The event comes as aidinfo, a leading transparency organisation, says people in developing countries are increasingly realising the potential of open data and the role it can play in ending poverty.
“There is an open data revolution happening and, with the world’s third Open Data Day tomorrow (23 February), it’s a great opportunity to reflect on the incredible progress the open data movement has made.
“The huge increase in available data – whether World Bank poverty data, or better data on aid flows – has real game-changing potential to lead to better use of resources to help the world’s poor and it’s something both the developed and developing worlds are increasingly galvanised by,” says aidinfo programme leader Simon Parrish.
Aidinfo is working with partners in Kenya, Nepal and Uganda to support the use of open data and to improve its quality. A key challenge is the significant gap between the availability of open data, and people’s capacity to use it – something common to developed and developing countries alike.

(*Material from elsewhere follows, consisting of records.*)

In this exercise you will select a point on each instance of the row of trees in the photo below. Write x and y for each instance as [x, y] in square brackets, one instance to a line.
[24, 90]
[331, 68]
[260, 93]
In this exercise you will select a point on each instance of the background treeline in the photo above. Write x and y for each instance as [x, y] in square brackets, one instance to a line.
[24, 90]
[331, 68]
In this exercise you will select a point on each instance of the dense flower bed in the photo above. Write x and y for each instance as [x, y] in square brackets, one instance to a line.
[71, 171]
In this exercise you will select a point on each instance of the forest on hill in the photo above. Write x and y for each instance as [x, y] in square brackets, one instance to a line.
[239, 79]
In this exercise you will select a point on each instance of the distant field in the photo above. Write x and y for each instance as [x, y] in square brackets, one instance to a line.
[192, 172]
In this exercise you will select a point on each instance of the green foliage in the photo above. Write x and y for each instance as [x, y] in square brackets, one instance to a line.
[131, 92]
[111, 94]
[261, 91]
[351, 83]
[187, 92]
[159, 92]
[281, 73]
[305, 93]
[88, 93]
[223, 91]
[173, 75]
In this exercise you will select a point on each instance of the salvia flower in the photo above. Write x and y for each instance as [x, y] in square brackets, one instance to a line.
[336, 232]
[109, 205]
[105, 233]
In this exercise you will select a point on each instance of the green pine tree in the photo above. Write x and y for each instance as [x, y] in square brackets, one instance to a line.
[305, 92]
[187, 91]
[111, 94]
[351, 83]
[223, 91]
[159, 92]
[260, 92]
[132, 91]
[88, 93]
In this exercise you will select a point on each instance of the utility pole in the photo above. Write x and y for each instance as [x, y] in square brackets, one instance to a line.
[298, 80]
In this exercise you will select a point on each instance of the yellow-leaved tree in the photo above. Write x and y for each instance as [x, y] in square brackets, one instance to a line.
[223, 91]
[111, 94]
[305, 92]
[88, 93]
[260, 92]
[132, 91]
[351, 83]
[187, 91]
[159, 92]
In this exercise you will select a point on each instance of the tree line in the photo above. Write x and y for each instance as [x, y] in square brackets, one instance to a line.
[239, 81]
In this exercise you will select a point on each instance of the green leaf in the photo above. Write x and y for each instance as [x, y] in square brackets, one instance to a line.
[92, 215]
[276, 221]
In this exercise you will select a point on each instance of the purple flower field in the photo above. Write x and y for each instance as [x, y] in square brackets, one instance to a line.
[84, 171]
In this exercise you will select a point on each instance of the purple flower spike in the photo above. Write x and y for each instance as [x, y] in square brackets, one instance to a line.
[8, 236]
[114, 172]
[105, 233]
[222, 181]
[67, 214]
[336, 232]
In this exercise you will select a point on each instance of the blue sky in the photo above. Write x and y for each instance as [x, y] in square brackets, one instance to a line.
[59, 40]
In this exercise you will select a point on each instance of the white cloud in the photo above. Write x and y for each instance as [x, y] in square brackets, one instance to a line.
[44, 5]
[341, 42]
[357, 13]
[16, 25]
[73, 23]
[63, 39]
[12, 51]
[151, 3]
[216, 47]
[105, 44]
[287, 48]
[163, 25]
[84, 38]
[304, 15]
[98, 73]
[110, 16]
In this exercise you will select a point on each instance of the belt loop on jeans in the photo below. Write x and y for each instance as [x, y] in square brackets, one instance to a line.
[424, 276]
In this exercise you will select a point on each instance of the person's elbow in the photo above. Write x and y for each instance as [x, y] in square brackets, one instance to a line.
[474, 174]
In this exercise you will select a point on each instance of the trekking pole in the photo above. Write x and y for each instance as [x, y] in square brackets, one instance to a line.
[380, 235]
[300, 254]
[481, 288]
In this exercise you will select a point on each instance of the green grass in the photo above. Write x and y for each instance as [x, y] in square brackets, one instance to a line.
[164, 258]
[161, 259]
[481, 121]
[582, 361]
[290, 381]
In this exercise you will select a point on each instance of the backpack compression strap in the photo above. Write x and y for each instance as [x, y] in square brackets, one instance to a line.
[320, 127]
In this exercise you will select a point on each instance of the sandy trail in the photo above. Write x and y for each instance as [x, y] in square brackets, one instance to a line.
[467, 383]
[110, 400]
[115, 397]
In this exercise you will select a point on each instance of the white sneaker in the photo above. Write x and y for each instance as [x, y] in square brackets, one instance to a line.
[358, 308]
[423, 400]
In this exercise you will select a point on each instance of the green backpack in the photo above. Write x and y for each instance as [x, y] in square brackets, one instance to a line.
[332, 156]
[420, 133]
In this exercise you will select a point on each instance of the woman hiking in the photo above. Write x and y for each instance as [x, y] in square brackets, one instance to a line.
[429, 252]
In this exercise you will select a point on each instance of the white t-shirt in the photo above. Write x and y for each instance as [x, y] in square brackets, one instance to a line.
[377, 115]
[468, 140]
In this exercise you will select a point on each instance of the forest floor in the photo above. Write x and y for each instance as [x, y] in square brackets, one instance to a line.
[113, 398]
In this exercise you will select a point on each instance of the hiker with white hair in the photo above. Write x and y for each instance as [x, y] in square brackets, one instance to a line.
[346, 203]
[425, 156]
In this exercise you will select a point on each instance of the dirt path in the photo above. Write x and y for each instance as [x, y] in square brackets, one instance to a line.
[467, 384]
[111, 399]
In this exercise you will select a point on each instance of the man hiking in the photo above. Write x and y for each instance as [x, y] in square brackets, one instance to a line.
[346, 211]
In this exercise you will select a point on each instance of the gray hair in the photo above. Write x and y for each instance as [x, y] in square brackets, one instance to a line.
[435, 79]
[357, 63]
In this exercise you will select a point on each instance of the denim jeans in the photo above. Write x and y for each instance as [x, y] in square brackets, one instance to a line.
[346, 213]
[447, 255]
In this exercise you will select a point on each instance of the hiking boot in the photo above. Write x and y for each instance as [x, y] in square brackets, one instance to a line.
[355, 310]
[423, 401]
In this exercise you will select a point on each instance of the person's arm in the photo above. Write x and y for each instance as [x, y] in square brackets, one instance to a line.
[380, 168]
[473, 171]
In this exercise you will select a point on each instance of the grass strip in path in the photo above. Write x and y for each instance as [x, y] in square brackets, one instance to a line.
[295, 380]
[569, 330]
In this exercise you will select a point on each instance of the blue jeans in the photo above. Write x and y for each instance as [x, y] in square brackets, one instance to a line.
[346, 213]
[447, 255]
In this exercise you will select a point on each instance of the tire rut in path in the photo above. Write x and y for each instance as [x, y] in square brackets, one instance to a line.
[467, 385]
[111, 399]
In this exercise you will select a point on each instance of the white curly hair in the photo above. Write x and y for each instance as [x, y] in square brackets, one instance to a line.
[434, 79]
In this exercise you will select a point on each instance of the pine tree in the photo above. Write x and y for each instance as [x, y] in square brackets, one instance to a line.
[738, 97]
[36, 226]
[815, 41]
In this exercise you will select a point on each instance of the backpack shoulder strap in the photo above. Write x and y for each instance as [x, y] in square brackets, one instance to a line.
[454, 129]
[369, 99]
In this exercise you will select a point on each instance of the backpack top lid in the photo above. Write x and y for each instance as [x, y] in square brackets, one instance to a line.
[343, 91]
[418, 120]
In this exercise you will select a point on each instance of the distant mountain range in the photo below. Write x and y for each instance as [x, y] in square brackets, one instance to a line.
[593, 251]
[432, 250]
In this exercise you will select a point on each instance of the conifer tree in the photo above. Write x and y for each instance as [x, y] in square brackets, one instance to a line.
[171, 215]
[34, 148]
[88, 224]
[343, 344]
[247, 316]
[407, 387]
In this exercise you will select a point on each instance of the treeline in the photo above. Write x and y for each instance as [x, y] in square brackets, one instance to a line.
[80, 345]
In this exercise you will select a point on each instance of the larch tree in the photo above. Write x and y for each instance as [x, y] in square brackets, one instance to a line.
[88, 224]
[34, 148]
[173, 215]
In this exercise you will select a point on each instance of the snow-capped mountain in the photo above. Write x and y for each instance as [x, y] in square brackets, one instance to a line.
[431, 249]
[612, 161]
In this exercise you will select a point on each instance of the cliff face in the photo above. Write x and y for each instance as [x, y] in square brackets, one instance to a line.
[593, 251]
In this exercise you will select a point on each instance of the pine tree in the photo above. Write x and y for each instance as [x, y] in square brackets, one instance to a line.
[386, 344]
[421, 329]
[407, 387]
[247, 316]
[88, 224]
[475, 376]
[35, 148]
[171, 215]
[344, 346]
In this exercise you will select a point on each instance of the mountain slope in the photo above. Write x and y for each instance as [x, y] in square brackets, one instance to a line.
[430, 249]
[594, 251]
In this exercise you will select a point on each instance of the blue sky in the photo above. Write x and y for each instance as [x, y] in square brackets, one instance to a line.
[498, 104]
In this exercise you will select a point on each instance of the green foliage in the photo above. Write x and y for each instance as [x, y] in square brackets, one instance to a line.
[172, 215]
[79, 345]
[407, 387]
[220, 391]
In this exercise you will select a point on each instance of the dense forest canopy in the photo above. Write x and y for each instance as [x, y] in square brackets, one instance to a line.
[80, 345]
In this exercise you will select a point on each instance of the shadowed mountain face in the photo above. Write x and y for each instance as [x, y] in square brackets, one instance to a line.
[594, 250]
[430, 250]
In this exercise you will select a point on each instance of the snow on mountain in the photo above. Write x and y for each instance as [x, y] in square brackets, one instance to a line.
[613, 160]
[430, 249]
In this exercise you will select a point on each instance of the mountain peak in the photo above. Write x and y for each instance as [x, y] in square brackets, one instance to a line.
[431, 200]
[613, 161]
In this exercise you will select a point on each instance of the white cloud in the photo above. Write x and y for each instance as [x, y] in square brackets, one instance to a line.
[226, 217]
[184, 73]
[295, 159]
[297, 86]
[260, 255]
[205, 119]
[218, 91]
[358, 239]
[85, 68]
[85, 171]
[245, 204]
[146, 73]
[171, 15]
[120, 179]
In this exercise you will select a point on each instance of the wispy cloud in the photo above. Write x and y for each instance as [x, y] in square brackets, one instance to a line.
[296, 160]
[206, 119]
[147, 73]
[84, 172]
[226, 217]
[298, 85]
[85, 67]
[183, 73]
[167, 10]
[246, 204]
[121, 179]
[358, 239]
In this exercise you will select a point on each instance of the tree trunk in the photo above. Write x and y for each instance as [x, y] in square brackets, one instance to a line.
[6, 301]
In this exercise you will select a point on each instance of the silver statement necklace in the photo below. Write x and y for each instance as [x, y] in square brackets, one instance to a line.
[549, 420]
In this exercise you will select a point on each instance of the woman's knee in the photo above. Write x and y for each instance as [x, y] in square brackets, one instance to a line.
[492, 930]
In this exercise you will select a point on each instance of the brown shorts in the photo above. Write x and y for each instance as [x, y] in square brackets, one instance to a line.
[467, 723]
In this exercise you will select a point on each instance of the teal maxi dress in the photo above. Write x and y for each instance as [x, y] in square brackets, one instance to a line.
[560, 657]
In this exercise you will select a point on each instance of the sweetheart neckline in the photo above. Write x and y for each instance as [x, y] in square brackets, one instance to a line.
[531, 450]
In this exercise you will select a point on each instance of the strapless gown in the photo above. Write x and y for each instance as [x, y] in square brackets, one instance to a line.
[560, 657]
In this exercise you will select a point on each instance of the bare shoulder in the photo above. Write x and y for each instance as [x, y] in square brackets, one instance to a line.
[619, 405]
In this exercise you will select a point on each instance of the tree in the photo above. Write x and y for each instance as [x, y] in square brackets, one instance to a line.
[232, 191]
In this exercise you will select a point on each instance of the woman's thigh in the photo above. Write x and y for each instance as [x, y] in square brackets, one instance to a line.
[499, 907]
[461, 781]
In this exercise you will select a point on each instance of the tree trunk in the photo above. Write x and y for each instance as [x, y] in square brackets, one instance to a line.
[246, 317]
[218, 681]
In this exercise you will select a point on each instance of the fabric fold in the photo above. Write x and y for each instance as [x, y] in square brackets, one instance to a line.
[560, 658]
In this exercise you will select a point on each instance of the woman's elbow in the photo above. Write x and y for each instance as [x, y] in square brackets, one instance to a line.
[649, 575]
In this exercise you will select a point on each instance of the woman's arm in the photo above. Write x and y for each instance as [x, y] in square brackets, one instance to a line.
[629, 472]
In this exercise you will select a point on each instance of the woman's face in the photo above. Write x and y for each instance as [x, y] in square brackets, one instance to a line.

Aidinfo also works to assist countries to implement the International Aid Transparency Initiative (IATI), which aims to make information about aid spending easier to access, use and understand. As an open data initiative, it means that the data being published can be freely used, re-used and distributed by anyone.
In the past year IATI’s membership has expanded from 22 signatories to 35. New members include: Belgium, the International Labour Organisation (ILO), the United Nations Children’s Fund (UNICEF) and the World Food Programme (WFP).